Sergio Romano, Corriere della Sera 26/10/09, 26 ottobre 2009
SERGIO ROMANO: NEUTRALIT DELLA SVIZZERA NELL’EUROPA CHE CAMBIA
Il suo articolo «Svizzera: se ne può parlare male?» (Corriere, 18 ottobre) contiene tante verità, condivise da noi stessi. Sarebbe però bello completarlo con un altro («Svizzera: se ne può parlare bene») nel quale lei potrebbe illustrare anche tante altre verità. Ecco alcuni esempi.
Neutralità: appartiene al Dna della Confederazione e sempre l’abbiamo impiegata specialmente a favore dei deboli e dei perseguitati.
Segreto bancario: non è uno strumento di difesa egoistico e isolato, ma costituisce una componente del principio di indipendenza e di discrezionalità fra gli individui che ci impedisce di tollerare i ficcanaso, Stato compreso. Sicurezza politica e sociale: l’affidabilità e l’equilibrio dello Stato e del suo sistema fiscale, la qualità dei servizi offerti sono nostre ricchezze che non sempre i nostri clienti ritrovano a casa loro.
Piero Früh
pfrueh@ticino.com
Caro Früh,
Le virtù della Svizzera sono numerose e la Confederazione è sempre, per molti aspetti, un Paese ammirabile e invidiabile. Ma se dovessi fare un elenco dei suoi meriti non farei l’elogio della neutralità. Proverò a spiegarne la ragioni.

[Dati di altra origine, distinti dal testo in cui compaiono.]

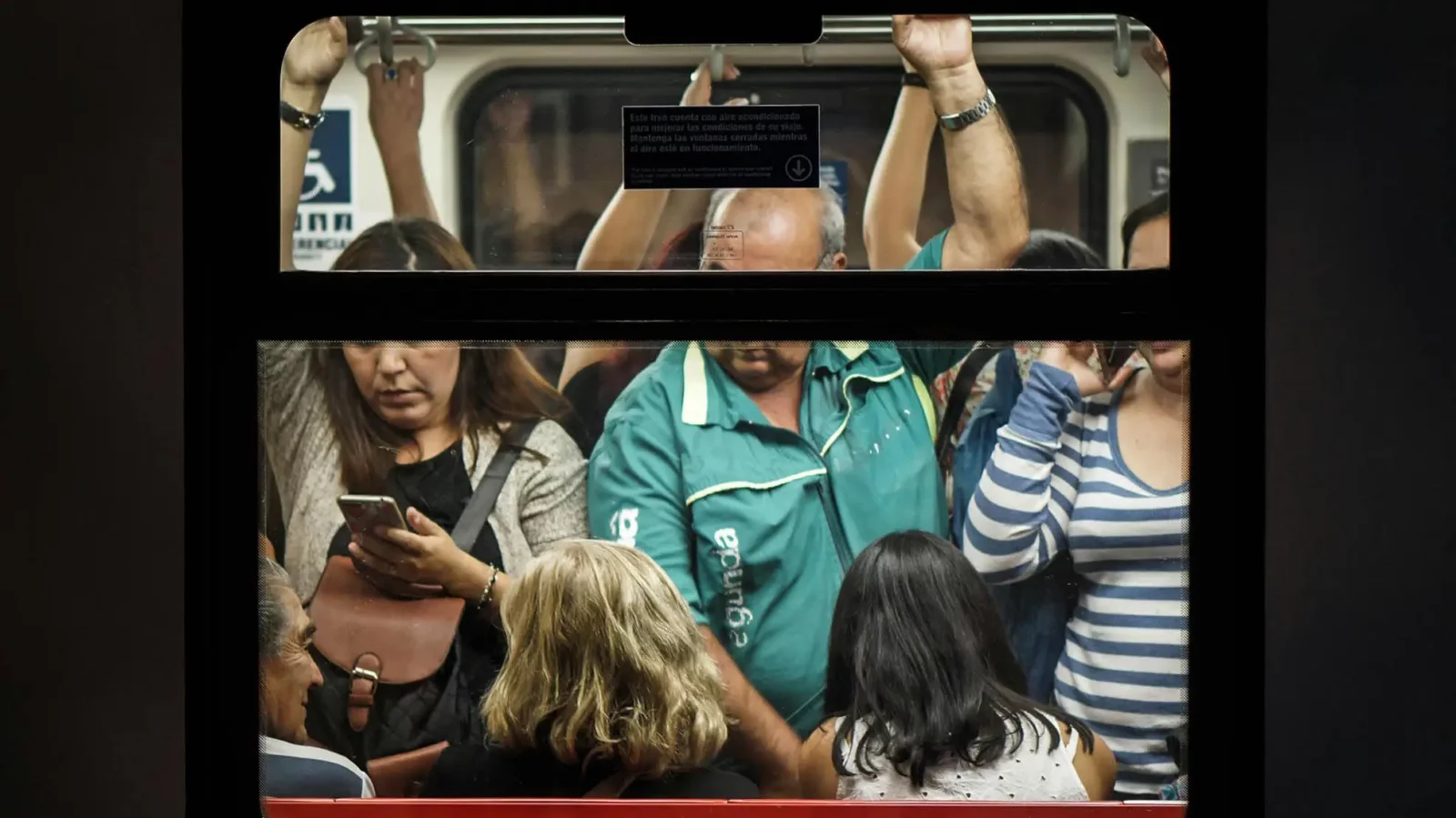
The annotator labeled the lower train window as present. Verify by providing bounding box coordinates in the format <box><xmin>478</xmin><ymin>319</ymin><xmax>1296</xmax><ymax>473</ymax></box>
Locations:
<box><xmin>459</xmin><ymin>63</ymin><xmax>1108</xmax><ymax>269</ymax></box>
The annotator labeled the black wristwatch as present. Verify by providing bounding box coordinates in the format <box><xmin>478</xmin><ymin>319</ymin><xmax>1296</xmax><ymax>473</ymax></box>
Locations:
<box><xmin>278</xmin><ymin>99</ymin><xmax>323</xmax><ymax>131</ymax></box>
<box><xmin>941</xmin><ymin>89</ymin><xmax>996</xmax><ymax>131</ymax></box>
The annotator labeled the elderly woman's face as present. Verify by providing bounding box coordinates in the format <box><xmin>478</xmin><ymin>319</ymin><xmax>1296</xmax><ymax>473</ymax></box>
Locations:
<box><xmin>264</xmin><ymin>590</ymin><xmax>323</xmax><ymax>743</ymax></box>
<box><xmin>344</xmin><ymin>344</ymin><xmax>460</xmax><ymax>430</ymax></box>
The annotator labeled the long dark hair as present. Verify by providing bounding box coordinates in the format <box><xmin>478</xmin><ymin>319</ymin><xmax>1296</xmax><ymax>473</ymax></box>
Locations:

La nuova Svizzera nasce come Stato federale, dopo la guerra del Sonderbund, nel momento in cui i suoi principali vicini – Francia, Germania e Italia – hanno già o si apprestano a creare l’unità nazionale con strutture più o meno centralizzate. Nell’Europa della seconda metà dell’Ottocento, quindi, la Svizzera era uno Stato in controtendenza, impegnato a sperimentare un modello politico e costituzionale alquanto diverso da quello degli altri Stati europei. Per un Paese composto da numerosi gruppi etnico-religiosi questa situazione presentava alcuni rischi. Che cosa sarebbe accaduto all’interno della Confederazione se una guerra fosse scoppiata tra Francia e Germania, come effettivamente accadde nel 1870 e nel 1914 o tra l’Italia e l’Austria, come effettivamente accadde nel 1915? Quale sarebbe stata la reazione dei gruppi nazionali svizzeri che avevano con i Paesi combattenti rapporti di «sangue»? Se uno di questi gruppi avesse apertamente simpatizzato con la sua «casa madre», quali sarebbero state le conseguenze di tale scelta di campo sulla politica estera della Confederazione?
La risposta a queste domande fu per l’appunto la neutralità: la sola formula che avrebbe garantito l’indissolubilità della Confederazione. Ma non bastava proclamarla. Occorreva che la neutralità diventasse una componente della identità svizzera. L’educazione alla neutralità richiese qualche decennio, ma fu realizzata con successo anche perché corrispondeva agli interessi generali dell’Europa. Vi furono certamente momenti in cui qualcuno dei suoi vicini calcolò i pro e i contro di un possibile conflitto con la Confederazione: un tema che è stato negli scorsi giorni discusso alla Società svizzera di Milano in occasione della presentazione del libro «I piani svizzeri di attacco all’Italia nel rapporto segreto del colonnello Arnold Keller (1870-1918)» di Roberto Sala e Maurizio Binaghi, pubblicato dall’editore svizzero Casagrande. Anche la Germania, durante la Seconda guerra mondiale, preferì astenersi dal tentare un’operazione che gli svizzeri avrebbero reso costosa in termini di denaro e di sangue. Ma le condizioni dell’Europa sono da allora interamente cambiate e rendono la neutralità svizzera inutile, se non addirittura un ostacolo alla ricerca di formule politiche più conformi alle esigenze del Paese.